If we could refrain from reducing everything to essence or construction, we would get to a deeper layer of social construction where essence becomes construction and construction becomes essence. And these are simultaneous relational processes, intimately and inseparably interwoven. We become subjects through delicate social processes by which our likes and dislikes are woven into our sense of Self and get lodged in our bodies. They become second nature, the external speaking from deep within us, and we may not even be aware of them (see, for example, Bourdieu, 1977, 1990, 1998; Bourdieu and Wacquant, 1992; Merleau-Ponty, 1999; Butler, 1990, 1997; Foucault, 1979, 1980; Giddens, 1984). Here, I was forced to turn my eyes inward and find this internalized external, to my horror! I am no stranger to reflection, but critical reflexivity is radically different from what I was used to. When I look inside in reflection, I see Self, and when I look outside, I see Other. Self and Other are reified entities apart from each other. Looking reflexively, I see Other inside and I see Self outside. More aptly, I see Self and Other as inseparably intertwined relational processes. As a person who constructed my identity around my oppression and always looked outside for oppressors, it is hard, indeed painful, to look inside and find the oppressor within myself. And, for me, this is the most deeply hidden face of social construction.

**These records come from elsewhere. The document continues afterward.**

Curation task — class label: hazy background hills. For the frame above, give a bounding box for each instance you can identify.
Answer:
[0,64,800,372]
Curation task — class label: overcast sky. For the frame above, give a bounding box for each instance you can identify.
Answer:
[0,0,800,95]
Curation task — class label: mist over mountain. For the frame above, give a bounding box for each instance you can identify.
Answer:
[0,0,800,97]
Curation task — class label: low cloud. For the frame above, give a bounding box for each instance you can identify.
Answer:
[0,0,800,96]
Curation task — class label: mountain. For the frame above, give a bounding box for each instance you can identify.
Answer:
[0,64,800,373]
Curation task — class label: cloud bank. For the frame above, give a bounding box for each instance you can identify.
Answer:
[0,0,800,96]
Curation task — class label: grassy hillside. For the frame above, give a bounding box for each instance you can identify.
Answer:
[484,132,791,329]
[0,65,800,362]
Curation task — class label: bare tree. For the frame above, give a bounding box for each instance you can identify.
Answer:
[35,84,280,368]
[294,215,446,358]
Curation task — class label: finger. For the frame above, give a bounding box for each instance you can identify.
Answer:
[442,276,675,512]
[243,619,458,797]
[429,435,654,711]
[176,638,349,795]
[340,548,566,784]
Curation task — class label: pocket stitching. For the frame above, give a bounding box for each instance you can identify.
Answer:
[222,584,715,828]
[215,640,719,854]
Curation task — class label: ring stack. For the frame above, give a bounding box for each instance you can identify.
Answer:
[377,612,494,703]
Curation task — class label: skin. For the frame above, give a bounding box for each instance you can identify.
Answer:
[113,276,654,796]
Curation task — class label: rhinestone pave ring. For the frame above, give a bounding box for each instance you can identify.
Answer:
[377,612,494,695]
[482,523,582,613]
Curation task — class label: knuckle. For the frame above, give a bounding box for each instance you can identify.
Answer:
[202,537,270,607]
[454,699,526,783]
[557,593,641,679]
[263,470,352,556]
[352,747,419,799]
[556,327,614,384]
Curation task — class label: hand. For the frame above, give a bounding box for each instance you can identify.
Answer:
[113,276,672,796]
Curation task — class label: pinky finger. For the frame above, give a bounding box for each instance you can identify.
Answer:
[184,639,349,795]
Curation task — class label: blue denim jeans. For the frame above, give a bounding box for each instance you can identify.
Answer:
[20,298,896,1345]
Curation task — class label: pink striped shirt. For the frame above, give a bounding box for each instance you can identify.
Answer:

Now I understand why my Amhara Marxist comrades didn’t see anything wrong in their own camp and why they looked outside for the imperialist monster. They could not see the imperialist monster deeply entrenched within them. I know why my Oromo nationalist comrades did not see the gender oppression within our struggle but looked outside for the Abyssinian monster. They could not see the Abyssinian monster deeply entrenched within us. I understand why some Americans fiercely hunt for the terrorist out there. They could not turn those eyes inwards to find the terrorist in themselves that wreaks havoc around the world in their name. I can understand why some feminists could not see any other form of oppression but gender. I see why human rights activists so fiercely point away from themselves towards Others when it comes to human rights violations. I see why anti-racist and anti-oppressive practitioners sternly point outwards for the racist and the oppressive. I know why, as social workers, we are comforted by identifying as helpers, and not as violent oppressors. It is especially hard to look inside when we are activists out to get the culprit from out there. We spend so much time and energy looking for the enemy out there that we fail to find it inside.

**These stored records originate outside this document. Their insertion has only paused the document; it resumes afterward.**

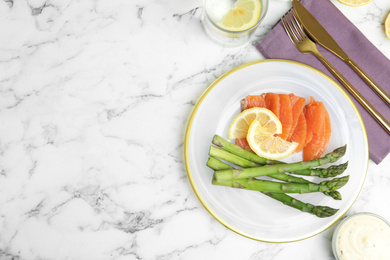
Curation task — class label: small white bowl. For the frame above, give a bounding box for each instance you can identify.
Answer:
[332,212,390,260]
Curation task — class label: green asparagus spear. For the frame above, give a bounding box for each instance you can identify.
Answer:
[212,176,349,193]
[263,192,338,218]
[214,145,346,181]
[209,146,262,168]
[207,157,338,218]
[213,135,283,165]
[207,157,342,200]
[209,142,348,178]
[290,162,348,178]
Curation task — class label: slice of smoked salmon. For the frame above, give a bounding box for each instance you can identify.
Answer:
[319,105,332,155]
[236,137,252,152]
[240,95,265,112]
[287,93,306,141]
[276,94,293,140]
[290,111,307,153]
[303,97,326,161]
[264,93,280,118]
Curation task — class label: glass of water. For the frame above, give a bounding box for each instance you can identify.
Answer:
[202,0,268,47]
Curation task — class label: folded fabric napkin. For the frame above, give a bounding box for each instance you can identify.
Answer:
[256,0,390,164]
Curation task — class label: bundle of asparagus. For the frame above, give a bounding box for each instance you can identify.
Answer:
[207,135,349,218]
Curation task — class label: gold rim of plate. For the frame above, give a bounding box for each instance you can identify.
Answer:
[184,59,369,243]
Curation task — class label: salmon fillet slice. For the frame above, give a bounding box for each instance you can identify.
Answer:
[291,111,307,153]
[235,137,253,152]
[303,97,327,161]
[287,93,306,141]
[276,94,293,140]
[240,95,265,112]
[264,93,280,118]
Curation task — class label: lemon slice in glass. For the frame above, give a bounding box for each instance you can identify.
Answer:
[228,107,282,139]
[338,0,372,6]
[218,0,261,32]
[246,120,298,160]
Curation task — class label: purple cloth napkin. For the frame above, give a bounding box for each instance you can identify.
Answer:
[256,0,390,164]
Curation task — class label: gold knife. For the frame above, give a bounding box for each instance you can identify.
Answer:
[292,0,390,106]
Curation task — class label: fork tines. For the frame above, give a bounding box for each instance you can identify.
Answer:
[281,10,306,44]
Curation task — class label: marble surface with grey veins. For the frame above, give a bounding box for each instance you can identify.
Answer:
[0,0,390,260]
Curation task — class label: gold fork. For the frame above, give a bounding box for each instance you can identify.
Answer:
[281,12,390,134]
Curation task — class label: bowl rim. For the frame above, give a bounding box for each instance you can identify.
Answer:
[332,211,390,260]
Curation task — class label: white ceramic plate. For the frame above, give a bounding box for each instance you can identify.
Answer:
[185,60,369,242]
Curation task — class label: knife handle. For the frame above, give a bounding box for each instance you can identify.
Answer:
[313,52,390,134]
[345,58,390,106]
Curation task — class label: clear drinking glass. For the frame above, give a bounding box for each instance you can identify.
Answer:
[202,0,268,47]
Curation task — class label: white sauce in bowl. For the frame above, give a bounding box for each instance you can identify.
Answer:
[333,213,390,260]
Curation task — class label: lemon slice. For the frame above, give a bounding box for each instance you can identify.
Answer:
[338,0,372,6]
[218,0,261,32]
[385,13,390,39]
[228,107,282,139]
[246,120,298,160]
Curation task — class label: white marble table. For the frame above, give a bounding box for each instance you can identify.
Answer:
[0,0,390,260]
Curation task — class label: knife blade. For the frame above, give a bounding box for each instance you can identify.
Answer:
[292,0,390,106]
[292,0,349,60]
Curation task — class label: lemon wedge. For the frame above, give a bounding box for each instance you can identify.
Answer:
[385,13,390,39]
[246,120,298,160]
[218,0,261,32]
[228,107,282,139]
[338,0,372,6]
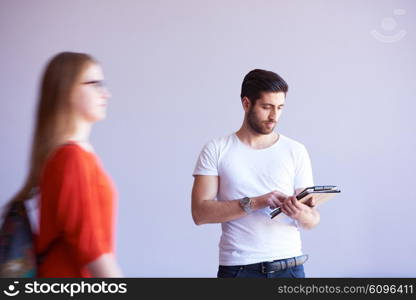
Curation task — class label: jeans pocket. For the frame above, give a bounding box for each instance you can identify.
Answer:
[217,266,242,278]
[289,265,305,278]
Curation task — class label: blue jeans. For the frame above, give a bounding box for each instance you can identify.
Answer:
[217,265,305,278]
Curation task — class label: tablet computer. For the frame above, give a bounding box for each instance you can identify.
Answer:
[270,185,341,219]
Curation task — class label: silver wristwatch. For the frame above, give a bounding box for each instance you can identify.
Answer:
[239,197,253,214]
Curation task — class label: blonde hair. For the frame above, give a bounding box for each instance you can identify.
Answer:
[11,52,97,203]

Indeed, there is a good reason why this face of social construction is invisiblized and why it is so difficult to reach deep down and face that hidden face of our Self. Making it visible is also unmasking the structures of power and privilege. But with this awareness comes tremendous responsibility. I am deeply pained by the fact that I am implicated in the oppression of many Others, and turning blind eyes does not make the pain go away. I cope with it by taking this awareness to my practice and working to redress the injustice. The surprises of social construction continue to be woven into my sense of Self, encounter by encounter and thread by thread. I will conclude this chapter with an illustration of one such encounter.
 
 
An Encounter with Youth-at-Risk: A Case Illustration
 
I remember the deep sorrow and gnawing pain I took into this case. It was May 2005. A young Oromo was just charged with the murder of his wife, another young Oromo, leaving their two-year-old son virtually an orphan. It happened at the height of Toronto’s infamous youth gun violence, which became a big election issue that year. While “getting tough on crime” was high on the government agenda, “skills training” programs were also promised. Immigrant youths were particularly targeted as “delinquent youth,” “troubled youth,” “youth-at-risk,” or “marginalized youth” depending on the political agenda. Youth marginalization was rampant in the small Oromo community even before the election. Young Oromos were adversely affected by suicide; intergenerational conflicts; running away, leaving home; substance abuse, teen parenthood; premature disengagement from high schools, colleges, and universities; lack of meaningful employment; and involvement with the correctional system. Some were being charged and locked up for major and petty crimes related to drugs and youth gangs.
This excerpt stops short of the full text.